See QUICKSTART.md for detailed setup.

Features

Search & Retrieval

  • FTS5 full-text search - 480x faster queries (50ms vs 24s)

  • Semantic search - Find by meaning, not keywords (e.g., "movable objects" → "sprites")

  • RAG question answering - Answer questions by synthesizing docs with citations

  • Fuzzy search - Typo tolerance ("VIC2" → "VIC-II", "asembly" → "assembly")

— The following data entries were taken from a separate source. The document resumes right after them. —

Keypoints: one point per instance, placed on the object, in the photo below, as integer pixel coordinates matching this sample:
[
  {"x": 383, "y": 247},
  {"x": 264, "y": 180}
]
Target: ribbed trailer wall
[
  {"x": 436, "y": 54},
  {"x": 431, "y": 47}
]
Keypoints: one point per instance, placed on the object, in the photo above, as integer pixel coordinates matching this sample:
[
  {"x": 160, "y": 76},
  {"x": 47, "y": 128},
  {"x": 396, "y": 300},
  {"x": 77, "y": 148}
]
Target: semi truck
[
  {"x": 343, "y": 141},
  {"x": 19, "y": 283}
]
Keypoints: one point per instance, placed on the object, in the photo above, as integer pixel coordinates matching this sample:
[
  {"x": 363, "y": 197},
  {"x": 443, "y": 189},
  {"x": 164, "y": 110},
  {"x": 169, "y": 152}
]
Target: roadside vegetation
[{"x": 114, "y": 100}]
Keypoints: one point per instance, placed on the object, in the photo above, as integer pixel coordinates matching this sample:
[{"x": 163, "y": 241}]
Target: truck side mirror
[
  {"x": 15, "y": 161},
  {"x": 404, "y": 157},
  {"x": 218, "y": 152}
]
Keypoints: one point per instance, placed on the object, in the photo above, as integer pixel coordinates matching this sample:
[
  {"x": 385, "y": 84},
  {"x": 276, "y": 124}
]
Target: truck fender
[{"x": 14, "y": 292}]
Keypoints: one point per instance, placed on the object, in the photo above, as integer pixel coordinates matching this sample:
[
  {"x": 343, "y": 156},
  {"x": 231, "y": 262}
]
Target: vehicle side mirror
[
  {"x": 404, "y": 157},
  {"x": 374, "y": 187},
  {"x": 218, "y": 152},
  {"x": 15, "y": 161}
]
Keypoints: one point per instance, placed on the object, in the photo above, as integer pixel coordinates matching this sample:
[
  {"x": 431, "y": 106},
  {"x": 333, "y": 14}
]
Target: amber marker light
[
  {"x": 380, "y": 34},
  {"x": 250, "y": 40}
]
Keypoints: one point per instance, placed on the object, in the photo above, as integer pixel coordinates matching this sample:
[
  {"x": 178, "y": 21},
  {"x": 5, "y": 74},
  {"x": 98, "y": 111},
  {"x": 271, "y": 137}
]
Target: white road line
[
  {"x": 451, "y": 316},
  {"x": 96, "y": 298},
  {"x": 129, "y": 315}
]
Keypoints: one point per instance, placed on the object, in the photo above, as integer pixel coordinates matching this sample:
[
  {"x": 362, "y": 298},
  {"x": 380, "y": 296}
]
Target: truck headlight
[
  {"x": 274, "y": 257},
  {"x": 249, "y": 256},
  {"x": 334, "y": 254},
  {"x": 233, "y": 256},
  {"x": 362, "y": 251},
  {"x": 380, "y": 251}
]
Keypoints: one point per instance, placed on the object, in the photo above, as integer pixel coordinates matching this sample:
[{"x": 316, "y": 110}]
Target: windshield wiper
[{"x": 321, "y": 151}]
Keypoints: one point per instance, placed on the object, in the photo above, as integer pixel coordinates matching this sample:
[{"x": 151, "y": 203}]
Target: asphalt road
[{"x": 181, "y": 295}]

  • Progressive refinement - Search within results to narrow down

  • Hybrid search - Combines keyword + semantic with configurable weighting

  • Similarity search - Discover related documentation automatically

  • Query preprocessing - NLTK stemming and stopword removal

  • Smart tagging - AI-powered tag suggestions by category

  • Table/code search - Search extracted tables and code blocks

Document Management

  • Multi-format - PDF, TXT, MD, HTML, Excel, web scraping

  • Duplicate detection - Content-based deduplication

  • Chunked retrieval - Get specific sections without loading entire docs

  • Metadata extraction - Author, subject, page numbers

  • Persistent index - Documents stay indexed between sessions

AI-Powered Features

  • Entity extraction - Extract hardware, memory addresses, instructions, concepts (5000x faster with C64 regex patterns)

  • Relationship mapping - Co-occurrence analysis with distance-based strength scoring

  • Document comparison - Side-by-side analysis with similarity scores

  • Natural language query translation - Parse queries into structured search parameters

  • Anomaly detection - ML-based baseline learning for URL-sourced content (3400+ docs/second)

  • Temporal analysis - Event detection, timeline construction, historical context (5 event types, 8 date formats)

  • Advanced visualizations - 3D knowledge graphs, hierarchical bundling, Sankey flow diagrams

Wiki Export (NEW in v2.23.15)

  • Static HTML wiki - Export entire knowledge base to browsable website

  • Document similarity map - 2D visualization using UMAP/t-SNE dimensionality reduction

  • Interactive timeline - Horizontal scrollable timeline with zoom levels and event filters

  • Knowledge graph - D3.js force-directed graph (178 entities, 20 relationships)

  • Enhanced UI - Explanation boxes, prominent ASK AI button, file type detection

  • Clickable clusters - Browse k-means clusters with linked documents

  • No server required - Pure client-side JavaScript, works offline

  • Full-text search - Fuse.js powered search across all content

  • See WIKI_EXPORT_GUIDE.md for usage

REST API (Optional)

  • 27 endpoints - Full CRUD, search, analytics, export

  • OpenAPI/Swagger docs - Interactive API at /api/docs

  • API authentication - Secure via X-API-Key header

  • See docs/REST_API.md for details

Performance

  • Scalability - Tested to 5,000+ documents

  • Concurrent throughput - 5,712 queries/sec (10 workers)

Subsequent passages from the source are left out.